Si l'on suit toujours Freud, on peut comprendre que la projection oculaire, puisse être jouissive en dehors même de la vision des zones érogènes traditionnelles, encore que là l’aspect culturel module beaucoup les choses.. Maintenant si l’on se place sur le plan esthétique, les choses sont un peu différentes quoi que… Les artistes plasticiens ou cinéastes peuvent mettre en valeur des parties du corps féminin (ou masculin) et privilégier certains aspects inattendus pour en tirer matière à plaisir esthétique. Cependant on a élargi le sens que Freud a donné à ce terme en l’appliquant à d’autres objets que le corps. Pour le corps, il est intéressant de consulter l’article de Wikipédia « Zone érogène » au paragraphe « Localisation et érogénéité » sur le tableau « Évaluation des zones érogènes (par ordre décroissant ») je note avec un certain amusement (car on pourrait en faire tout un poème humoristique), que les parties du corps les moins érogènes susceptibles donc d’un regard scopique au sens freudien, sont, par ordre décroissant : les mollets, le menton, les chevilles (nous retrouvons là l’objet du délit) puis viennent les rotules, les tibias, le nez, et enfin, petit dernier : le coude. Chacun pourra imaginer comment le regard peut érotiser ces parties laissées-pour-compte…mais après tout on peut érotiser tout ce que l’on veut jusqu’au fétichisme
« Ah que j’aime ton mollet Lola
Ta rotule et tes coudes précieux »….
Je ne fais qu’esquisser une chanson scopique…

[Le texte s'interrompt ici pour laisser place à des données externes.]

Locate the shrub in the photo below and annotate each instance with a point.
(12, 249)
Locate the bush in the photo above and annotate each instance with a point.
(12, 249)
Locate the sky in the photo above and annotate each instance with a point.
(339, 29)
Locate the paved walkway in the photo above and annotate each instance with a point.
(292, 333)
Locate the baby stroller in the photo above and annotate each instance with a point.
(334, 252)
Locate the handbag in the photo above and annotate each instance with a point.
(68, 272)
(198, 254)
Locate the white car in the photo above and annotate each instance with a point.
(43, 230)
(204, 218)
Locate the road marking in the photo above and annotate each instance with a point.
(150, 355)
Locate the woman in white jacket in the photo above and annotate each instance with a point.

Les productions oniriques sont au repos en ce moment, il y a des rythmes. A bientôt, Bill

Re: Autodérision et démystification féminines

Posté : 22 juin 2021 11:29
par LFS
« Ah que j’aime ton mollet Lola
Ta rotule et tes coudes précieux »….
Hilarant !.... et poétique :l6

Oui tout ce que vous dites est juste, je rappelle que du temps de Freud à l'heure où les religieux parlaient de possession quand lui parlait d'hystérie et de guérison possible, les femmes dans la vrai vie (et non dans les tableaux de maîtres) étaient toutes recouvertes d'une superposition de tissu et qu'entrevoir une cheville était considéré comme un péché.
Ha ces religieux nous ont bien labouré le cerveau.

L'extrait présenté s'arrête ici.